What did @paulromzek_gmt actually say?
The creator laid out what he calls "the bare minimum supplement stack" for TRT clients running 200mg of testosterone weekly "without any side effects." His list included zinc, magnesium, vitamin D, high-dose fish oil (at least 3-4 grams EPA+DHA daily), CoQ10, nattokinase, citrus bergamot, and DIM. He also took a shot at doctors for "jerking around your dose and adding an AI" rather than optimizing for thriving. The bonus items, briefly flashed on screen, targeted insulin sensitivity and mitochondrial function.
The framing here matters. He's presenting this stack as something that prevents side effects at a fixed dose, not as general wellness support. That's a specific and testable claim, and it deserves scrutiny.
Does the science back this up?
Some of it does, some of it is overstated, and a couple of claims need real pushback. The fish oil recommendation has the strongest evidence base. The rest ranges from plausible to weakly supported.
On fish oil: a 2019 REDUCE-IT trial (Bhatt et al., New England Journal of Medicine) showed high-dose icosapentaenoic acid reduced cardiovascular events in high-risk patients, though debate exists about the mineral oil comparator. For lipid and triglyceride management, the evidence is solid. The claim about blood viscosity is less clean, but omega-3s do have anticoagulant properties.
CoQ10's role in the electron transport chain is textbook biochemistry. Statin-induced CoQ10 depletion is real and documented, though whether supplementation fully corrects this is still debated (Mortensen et al., 2014, JACC Heart Failure). The aging-related decline in endogenous CoQ10 is also well-established.
Nattokinase has some interesting data for fibrinolytic activity, but the claim that doses above 11,000 FU clear "fibrotic buildup" is getting ahead of the research. Most human studies are small and short-term. DIM's estrogen metabolism claims are biologically plausible but the clinical evidence in healthy men is thin.
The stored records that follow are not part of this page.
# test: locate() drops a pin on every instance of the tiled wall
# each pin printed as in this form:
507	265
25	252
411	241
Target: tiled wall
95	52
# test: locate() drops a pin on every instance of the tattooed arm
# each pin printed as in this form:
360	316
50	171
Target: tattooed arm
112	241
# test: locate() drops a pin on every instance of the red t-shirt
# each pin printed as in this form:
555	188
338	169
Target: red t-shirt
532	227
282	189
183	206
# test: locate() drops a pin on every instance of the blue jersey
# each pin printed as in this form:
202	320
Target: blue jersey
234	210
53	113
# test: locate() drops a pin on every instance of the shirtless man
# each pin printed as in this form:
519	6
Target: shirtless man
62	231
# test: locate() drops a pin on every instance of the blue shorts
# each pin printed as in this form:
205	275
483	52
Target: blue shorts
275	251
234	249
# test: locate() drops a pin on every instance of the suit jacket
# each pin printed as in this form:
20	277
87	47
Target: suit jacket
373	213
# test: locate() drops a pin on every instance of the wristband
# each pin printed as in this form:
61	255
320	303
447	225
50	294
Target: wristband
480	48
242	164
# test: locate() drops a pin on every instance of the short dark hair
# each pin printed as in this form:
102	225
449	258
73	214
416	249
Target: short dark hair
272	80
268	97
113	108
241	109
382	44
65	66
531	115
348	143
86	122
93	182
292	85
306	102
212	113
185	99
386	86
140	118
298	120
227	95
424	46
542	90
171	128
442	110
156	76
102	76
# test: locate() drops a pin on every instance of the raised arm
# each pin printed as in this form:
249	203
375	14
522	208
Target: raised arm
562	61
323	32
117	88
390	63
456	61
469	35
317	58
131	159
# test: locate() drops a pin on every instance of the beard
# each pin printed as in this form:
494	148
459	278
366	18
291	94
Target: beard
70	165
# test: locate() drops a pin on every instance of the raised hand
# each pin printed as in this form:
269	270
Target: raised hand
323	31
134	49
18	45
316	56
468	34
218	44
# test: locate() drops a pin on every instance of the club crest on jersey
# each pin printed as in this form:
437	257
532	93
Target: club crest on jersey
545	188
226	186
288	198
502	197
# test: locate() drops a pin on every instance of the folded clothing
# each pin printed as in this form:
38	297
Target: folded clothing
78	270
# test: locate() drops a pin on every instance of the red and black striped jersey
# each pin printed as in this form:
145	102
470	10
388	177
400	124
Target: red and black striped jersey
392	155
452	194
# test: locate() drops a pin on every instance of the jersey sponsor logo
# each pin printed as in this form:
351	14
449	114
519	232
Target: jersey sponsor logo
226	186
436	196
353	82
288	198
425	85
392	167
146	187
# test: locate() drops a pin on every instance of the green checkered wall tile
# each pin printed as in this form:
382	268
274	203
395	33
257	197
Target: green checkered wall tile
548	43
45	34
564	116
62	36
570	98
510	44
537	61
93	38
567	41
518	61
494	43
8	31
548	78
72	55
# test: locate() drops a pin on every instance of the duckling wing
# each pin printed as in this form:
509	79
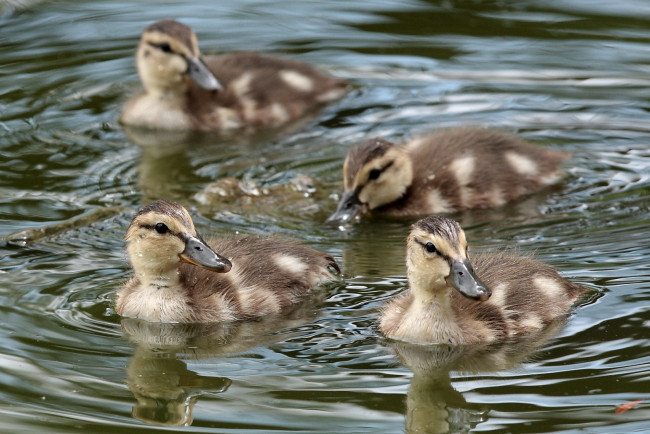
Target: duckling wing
268	274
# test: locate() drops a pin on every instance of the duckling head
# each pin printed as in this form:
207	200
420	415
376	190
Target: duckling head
437	258
167	55
375	173
161	236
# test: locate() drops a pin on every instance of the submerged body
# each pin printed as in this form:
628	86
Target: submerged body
455	170
183	91
250	277
452	301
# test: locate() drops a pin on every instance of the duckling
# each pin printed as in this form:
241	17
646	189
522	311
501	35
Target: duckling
183	91
451	302
181	278
454	170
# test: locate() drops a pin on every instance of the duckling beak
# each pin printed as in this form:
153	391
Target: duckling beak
463	278
201	74
348	208
199	253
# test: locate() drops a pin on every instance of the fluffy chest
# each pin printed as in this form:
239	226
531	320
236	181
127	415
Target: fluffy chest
428	321
155	302
154	112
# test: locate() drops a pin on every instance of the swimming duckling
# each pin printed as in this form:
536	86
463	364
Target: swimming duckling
185	92
443	172
180	278
450	302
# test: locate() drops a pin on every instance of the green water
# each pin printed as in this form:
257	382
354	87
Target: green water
571	75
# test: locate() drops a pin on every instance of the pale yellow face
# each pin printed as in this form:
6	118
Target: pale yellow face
161	61
428	258
384	179
155	242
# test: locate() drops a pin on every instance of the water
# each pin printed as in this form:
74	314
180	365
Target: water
571	75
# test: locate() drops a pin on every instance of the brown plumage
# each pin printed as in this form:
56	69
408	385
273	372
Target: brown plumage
183	91
444	172
180	278
452	301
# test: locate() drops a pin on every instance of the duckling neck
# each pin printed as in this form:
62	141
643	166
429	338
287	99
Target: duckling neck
159	280
432	317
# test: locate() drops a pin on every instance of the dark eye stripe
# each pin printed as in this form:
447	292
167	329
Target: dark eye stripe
374	173
170	232
424	245
163	46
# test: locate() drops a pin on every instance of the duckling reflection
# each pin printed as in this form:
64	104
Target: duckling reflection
300	196
157	374
165	389
432	403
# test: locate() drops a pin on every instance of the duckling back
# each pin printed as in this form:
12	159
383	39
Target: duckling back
451	300
268	275
183	91
444	172
527	296
475	168
178	277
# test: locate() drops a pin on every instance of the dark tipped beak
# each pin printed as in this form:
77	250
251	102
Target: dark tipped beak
348	208
200	254
201	74
463	278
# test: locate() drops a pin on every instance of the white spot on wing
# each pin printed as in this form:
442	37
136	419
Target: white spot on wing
531	322
438	204
463	168
549	287
496	197
297	80
522	164
290	263
279	113
242	84
499	293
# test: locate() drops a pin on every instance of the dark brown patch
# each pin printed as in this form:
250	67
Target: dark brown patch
362	154
442	226
253	256
176	30
492	171
266	89
167	207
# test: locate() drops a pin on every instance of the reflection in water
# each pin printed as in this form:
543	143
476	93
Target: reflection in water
432	403
166	165
165	389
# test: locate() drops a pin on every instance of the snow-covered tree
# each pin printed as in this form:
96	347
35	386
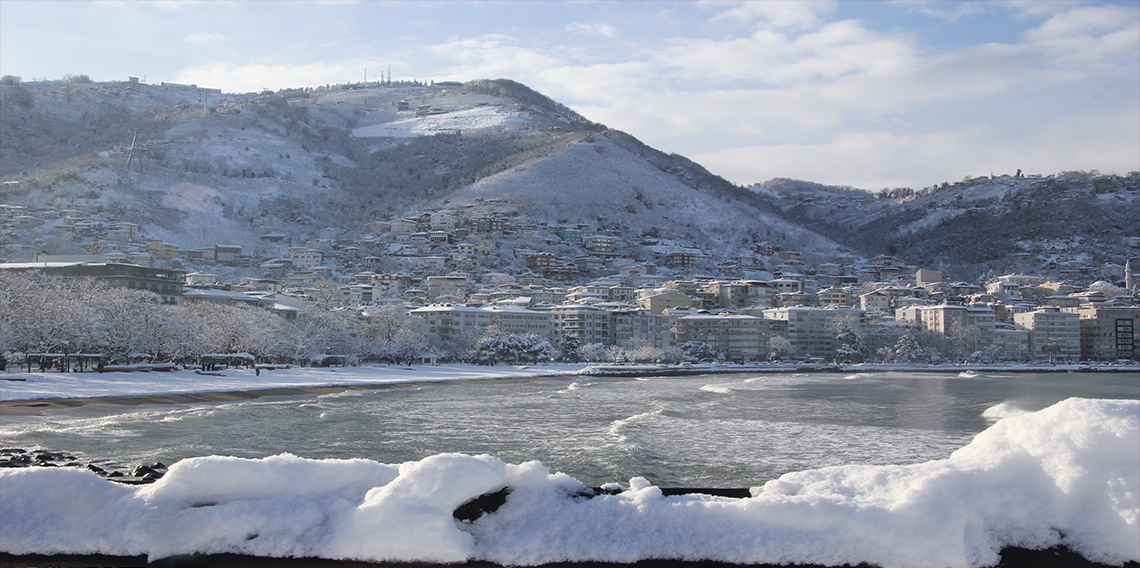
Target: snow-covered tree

What did they get wrong (or right)?
He got the fish oil and CoQ10 basics right. The statins-deplete-CoQ10 point is accurate and underemphasized in clinical practice. Credit where it's due.
But the claim that this stack lets clients run "200 milligrams a week without any side effects" is the kind of line that should raise flags. No supplement stack neutralizes the hematological, cardiovascular, or hormonal effects of supraphysiologic testosterone dosing. Polycythemia, for instance, is a direct dose-dependent response to exogenous testosterone and is not meaningfully mitigated by fish oil or nattokinase, even if those agents have mild blood-thinning properties.
The nattokinase claims are the weakest here. The 11,000 FU threshold for clearing "fibrotic buildup" is not well-supported by peer-reviewed human data. Most nattokinase studies use endpoints like blood pressure and D-dimer levels in small populations (Hsia et al., 2017, Scientific Reports). Presenting it as an anti-fibrotic agent with a clean dose threshold is speculative.
DIM's mechanism is real, but the clinical relevance for TRT patients, specifically whether shifting estrogen metabolites actually changes symptom burden or cardiovascular risk, has not been demonstrated in robust trials. The 2-hydroxyestrone vs. 16-hydroxyestrone framing is popular in functional medicine circles but remains contested in oncology literature (Zeleniuch-Jacquotte et al., 2004, International Journal of Cancer).
What should you actually know?
If you're on TRT, the idea of using supplements to support cardiovascular health and manage lipids is reasonable. The problem is the certainty with which this stack is presented as a side-effect prevention system. It isn't one, and treating it as such could give people a false sense of security about monitoring.
TRT at any dose requires regular bloodwork, including hematocrit, lipid panels, PSA, and liver enzymes. Supplements do not replace that monitoring, and the framing that your doctor is just making sure you're "not dying" rather than helping you thrive is a false binary. Aromatase inhibitor use in TRT is a real clinical tool, and dismissing it as lazy medicine is not accurate.
- Fish oil at 2-4g EPA+DHA daily has solid evidence for triglyceride reduction and modest cardiovascular benefit.
- CoQ10 supplementation is a reasonable call for anyone on statins, based on documented depletion mechanisms.
- Nattokinase evidence in humans is preliminary. Do not treat dose thresholds as clinical guidelines.
- DIM's estrogen pathway shift is mechanistically plausible but clinically unproven in TRT-specific populations.
- No supplement stack eliminates the need for regular labs on exogenous testosterone.